Doctorow. And because the 1960s ushered in an era of previously unseen rebelliousness, secretly I would discover the unrestrained rage and sexuality of Erica Jong, Cynthia Ozick and Allen Ginsburg.
I was shaped by books. But today, raising children, working several jobs, negotiating a social life and assaying to remain upbeat in a land beset with strife can interfere with the typical reveries of a dreamer like me. And still I attempt to lure my children into a memory zone that offers perspective on our personal history, both macro and micro, while allowing space for their own contributions to the unfolding tale. Time lines don’t interest me.
Many years have passed since my children asked, “Can you tell us again the story about when the eggplant Parmesan fell in Grandma’s lap” or “Did Great- Uncle Shuie really steal a white dress for your bubby’s graduation?” I thought that they’d eventually grow bored, but now their children sit on my lap and want to hear the same yarns.
Needing to update my repertoire, the encyclopedia of family lore now includes tales of personal bad behavior that turned out well and the subsequent lessons learned. Looking into the face of a now-adult child, I can recall the days of neonatal wards, heart monitors and the things I shouted to nurses that cause me to cringe at the time of this writing. By recalling the experience, the rapt listeners can also smell the hospital ward, listen to the ominous beeps, taste the fear and shame that stuck in my cheeks that, oddly, tasted like metal.
Because I bear the heart of a beauty queen, I know that imagination is a superior exfoliant, inexpensively keeping the skin smooth and supple. There is a story in everything, and I believe we can will ourselves to experience all moments, both real and imagined.
Walking home from town the other day, I noticed a large pile of books neatly stacked next to the dumpster on Rehov Aza. At first I felt outraged: How do you throw out books? But then it dawned on me that the trash site had been transformed into a de facto miniature literary fair.
Books do far more than tell us what was and what is. They serve as portals for experiences that reach far beyond our respective kens. After all, what good is the gift of imagination if after watching Swan Lake one doesn’t secretly execute a clumsy arabesque or hamstring- threatening grande jete?
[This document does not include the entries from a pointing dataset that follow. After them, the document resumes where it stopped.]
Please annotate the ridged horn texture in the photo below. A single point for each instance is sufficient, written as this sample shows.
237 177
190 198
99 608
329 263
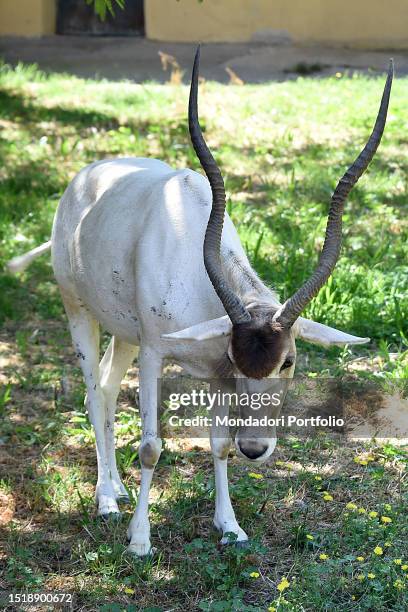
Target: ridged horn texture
212 241
292 308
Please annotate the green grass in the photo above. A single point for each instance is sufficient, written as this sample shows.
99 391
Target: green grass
282 147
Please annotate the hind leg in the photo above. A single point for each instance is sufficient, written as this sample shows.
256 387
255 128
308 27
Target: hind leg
85 338
113 367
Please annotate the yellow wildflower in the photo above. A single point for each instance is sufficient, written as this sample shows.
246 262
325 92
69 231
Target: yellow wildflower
284 583
399 584
254 475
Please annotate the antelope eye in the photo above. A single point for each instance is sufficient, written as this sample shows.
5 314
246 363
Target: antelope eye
288 363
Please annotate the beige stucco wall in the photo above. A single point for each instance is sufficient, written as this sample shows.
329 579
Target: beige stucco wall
368 23
27 17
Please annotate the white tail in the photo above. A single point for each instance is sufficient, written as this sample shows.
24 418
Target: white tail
20 263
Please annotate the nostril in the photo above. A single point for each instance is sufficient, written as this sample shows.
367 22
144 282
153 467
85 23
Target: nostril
253 450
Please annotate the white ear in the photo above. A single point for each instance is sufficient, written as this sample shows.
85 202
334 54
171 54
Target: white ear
324 335
203 331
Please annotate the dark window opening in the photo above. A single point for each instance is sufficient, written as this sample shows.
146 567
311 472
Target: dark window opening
75 17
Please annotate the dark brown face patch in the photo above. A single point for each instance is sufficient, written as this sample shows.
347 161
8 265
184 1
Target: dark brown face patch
258 346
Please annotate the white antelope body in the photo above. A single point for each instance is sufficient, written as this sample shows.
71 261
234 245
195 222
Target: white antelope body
127 254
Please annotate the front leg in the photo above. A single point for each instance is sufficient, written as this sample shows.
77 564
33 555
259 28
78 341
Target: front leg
224 518
149 451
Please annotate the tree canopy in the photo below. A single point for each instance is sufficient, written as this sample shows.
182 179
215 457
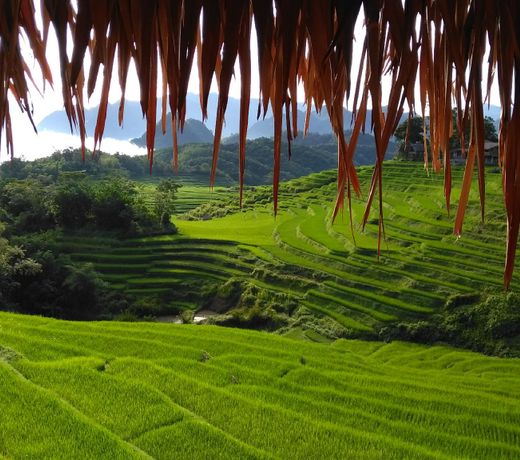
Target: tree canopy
439 44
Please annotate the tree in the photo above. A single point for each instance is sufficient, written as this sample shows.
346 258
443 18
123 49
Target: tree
113 202
165 197
414 127
72 201
14 267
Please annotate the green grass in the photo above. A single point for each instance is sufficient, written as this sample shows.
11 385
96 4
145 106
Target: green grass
124 390
302 252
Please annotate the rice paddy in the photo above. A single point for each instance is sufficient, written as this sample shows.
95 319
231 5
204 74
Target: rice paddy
317 263
140 390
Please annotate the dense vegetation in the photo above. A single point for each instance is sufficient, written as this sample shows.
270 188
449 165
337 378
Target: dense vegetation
78 390
91 248
301 275
35 276
313 153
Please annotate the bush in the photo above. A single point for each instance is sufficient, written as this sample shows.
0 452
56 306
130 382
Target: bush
489 323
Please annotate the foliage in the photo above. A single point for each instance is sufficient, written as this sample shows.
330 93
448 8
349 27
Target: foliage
489 323
413 127
164 201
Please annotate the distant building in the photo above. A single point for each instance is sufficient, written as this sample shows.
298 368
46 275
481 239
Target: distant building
491 153
413 152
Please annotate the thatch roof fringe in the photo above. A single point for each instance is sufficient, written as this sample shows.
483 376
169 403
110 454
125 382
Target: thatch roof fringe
298 40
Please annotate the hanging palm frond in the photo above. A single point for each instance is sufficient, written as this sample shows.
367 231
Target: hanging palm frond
437 44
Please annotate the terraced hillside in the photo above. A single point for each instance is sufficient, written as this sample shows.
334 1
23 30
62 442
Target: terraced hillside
119 390
317 265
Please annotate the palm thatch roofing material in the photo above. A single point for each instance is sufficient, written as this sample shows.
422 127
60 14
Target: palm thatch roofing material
437 44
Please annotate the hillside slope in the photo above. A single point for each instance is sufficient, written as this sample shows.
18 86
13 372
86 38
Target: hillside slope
115 390
195 132
300 270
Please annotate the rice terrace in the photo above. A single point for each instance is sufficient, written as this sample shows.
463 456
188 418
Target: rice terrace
324 272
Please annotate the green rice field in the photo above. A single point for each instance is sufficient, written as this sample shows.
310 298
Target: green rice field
318 264
147 390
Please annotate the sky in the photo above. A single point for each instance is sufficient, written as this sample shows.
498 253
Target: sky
29 145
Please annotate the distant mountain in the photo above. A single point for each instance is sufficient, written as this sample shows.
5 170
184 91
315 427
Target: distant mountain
195 132
134 124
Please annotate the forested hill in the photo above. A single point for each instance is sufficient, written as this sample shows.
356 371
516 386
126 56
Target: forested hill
313 153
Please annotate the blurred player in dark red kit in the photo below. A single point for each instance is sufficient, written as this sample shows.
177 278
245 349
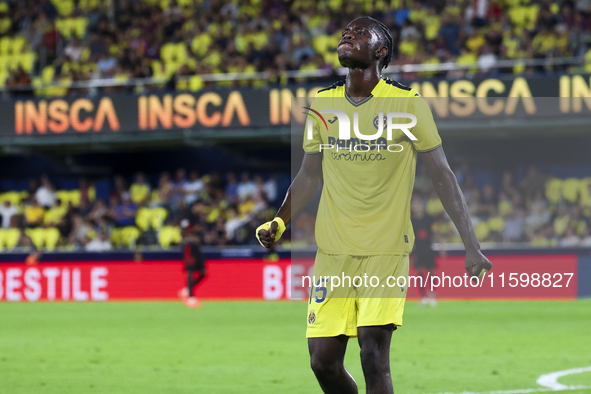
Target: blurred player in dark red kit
194 263
423 254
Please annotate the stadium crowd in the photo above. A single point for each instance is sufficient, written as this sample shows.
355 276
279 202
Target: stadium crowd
539 210
64 41
219 210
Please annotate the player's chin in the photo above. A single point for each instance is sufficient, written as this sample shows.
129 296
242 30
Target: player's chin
345 58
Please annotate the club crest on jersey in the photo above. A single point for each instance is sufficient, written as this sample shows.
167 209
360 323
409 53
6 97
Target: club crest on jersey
376 121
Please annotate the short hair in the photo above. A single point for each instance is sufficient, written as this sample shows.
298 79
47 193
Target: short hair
386 38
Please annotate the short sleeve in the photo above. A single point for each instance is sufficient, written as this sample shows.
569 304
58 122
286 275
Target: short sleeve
425 130
312 138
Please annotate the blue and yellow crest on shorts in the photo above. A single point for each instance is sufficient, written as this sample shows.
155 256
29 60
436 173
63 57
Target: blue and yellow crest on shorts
375 122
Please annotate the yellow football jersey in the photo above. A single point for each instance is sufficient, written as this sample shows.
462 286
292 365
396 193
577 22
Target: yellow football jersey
365 204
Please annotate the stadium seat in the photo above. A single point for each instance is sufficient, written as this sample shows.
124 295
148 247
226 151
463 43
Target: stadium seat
52 237
13 197
554 190
158 217
116 237
37 236
142 218
169 235
10 238
79 25
74 197
19 44
129 236
27 61
570 189
64 7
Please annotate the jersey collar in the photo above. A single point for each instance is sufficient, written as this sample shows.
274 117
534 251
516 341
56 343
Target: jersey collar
377 90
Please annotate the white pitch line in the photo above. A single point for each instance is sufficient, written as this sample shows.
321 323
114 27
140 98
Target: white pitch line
548 381
523 391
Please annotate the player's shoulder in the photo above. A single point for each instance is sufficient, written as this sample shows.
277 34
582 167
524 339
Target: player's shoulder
334 90
396 89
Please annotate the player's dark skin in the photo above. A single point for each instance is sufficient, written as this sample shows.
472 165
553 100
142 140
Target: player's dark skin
361 50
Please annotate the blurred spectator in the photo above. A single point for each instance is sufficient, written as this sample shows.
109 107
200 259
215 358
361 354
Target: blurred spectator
232 187
120 187
164 190
570 239
140 190
45 195
7 211
124 212
80 231
100 243
246 187
177 192
34 214
193 187
270 189
99 211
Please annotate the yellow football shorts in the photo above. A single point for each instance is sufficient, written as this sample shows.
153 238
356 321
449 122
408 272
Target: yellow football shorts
375 295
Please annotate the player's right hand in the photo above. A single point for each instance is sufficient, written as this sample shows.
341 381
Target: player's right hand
270 232
267 237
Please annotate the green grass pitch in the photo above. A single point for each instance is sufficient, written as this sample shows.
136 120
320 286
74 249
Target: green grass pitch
259 347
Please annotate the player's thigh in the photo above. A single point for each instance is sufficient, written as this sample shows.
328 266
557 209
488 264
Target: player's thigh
383 304
331 310
327 350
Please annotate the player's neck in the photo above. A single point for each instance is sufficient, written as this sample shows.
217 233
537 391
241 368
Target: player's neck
361 81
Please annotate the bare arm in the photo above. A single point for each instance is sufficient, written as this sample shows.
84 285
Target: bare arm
452 198
299 194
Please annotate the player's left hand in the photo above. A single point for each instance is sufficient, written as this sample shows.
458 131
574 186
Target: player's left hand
477 264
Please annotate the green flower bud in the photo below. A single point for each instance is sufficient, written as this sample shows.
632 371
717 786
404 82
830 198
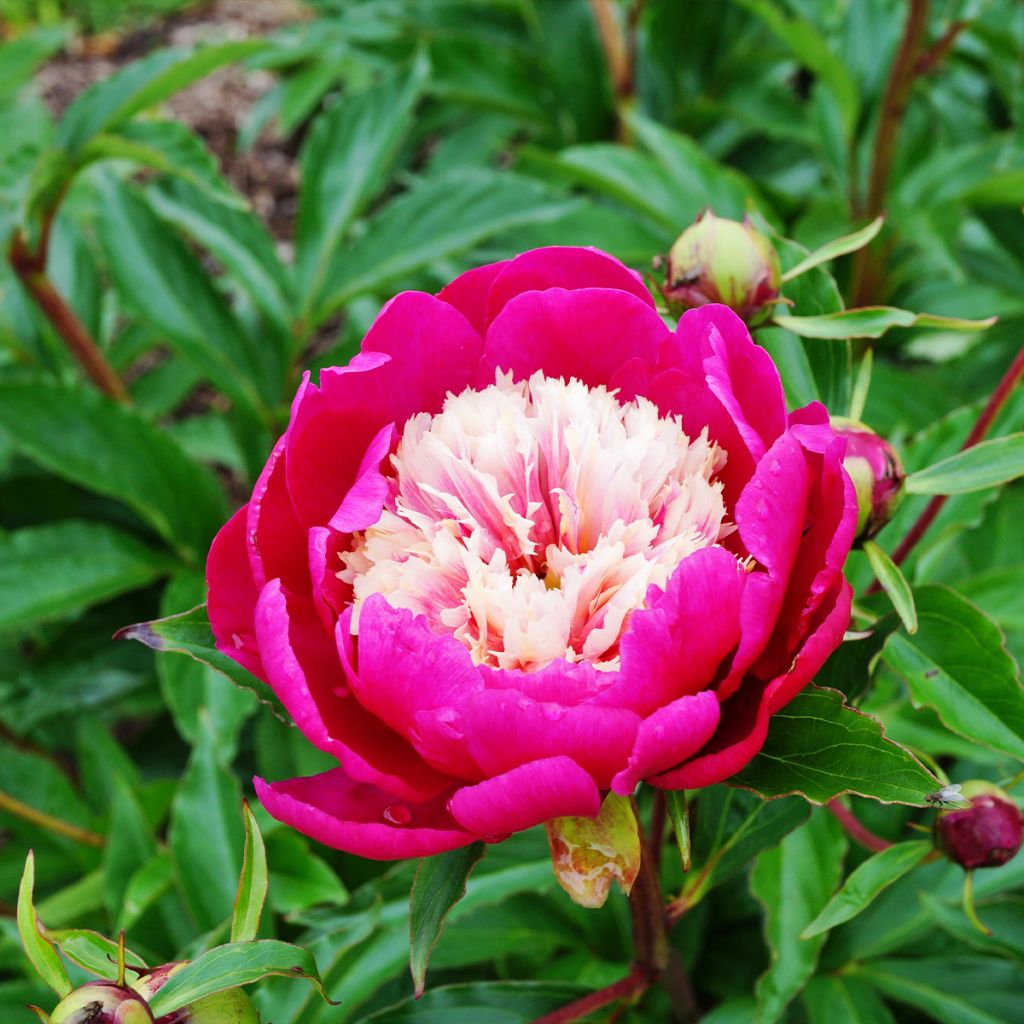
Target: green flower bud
101 1003
728 261
877 473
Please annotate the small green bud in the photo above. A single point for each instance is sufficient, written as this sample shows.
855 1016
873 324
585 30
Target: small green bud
721 260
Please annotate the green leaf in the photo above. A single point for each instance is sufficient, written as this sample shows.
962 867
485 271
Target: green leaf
92 951
986 465
820 749
167 146
894 584
493 1001
231 966
343 165
206 837
188 633
876 873
872 322
160 280
252 883
85 437
793 883
437 220
40 952
731 827
836 248
439 884
950 989
680 817
957 664
838 999
142 84
59 568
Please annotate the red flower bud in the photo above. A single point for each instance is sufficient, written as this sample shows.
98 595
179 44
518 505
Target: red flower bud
987 834
101 1003
877 473
720 260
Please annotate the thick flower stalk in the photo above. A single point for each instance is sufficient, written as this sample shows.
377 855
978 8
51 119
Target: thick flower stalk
529 548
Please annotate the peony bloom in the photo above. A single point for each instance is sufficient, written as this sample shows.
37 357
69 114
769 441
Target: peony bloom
528 547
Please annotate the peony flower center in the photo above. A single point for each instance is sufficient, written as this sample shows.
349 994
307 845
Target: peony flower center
529 519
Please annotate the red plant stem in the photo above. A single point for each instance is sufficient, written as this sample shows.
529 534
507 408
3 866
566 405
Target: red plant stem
995 402
855 829
901 76
635 982
31 270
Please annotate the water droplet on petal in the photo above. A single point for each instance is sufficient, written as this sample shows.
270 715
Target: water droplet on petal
397 814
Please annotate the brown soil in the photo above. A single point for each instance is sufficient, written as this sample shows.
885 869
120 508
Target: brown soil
215 107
That said, after I throw in a load of laundry and finish washing the pots that have been soaking in the sink, I think I’ll grab a hairbrush and act out my performance for American Idol. When done, I’ll dress for work and practice my opening monologue for an upcoming appearance on Oprah.
My advice to anyone interested is: Read. Dream. Tell. In doing so, you’ll leave a legacy. Because the things that we imagine seem to be far more edifying than gray-edged truths that stifle our infinite capacity for optimism.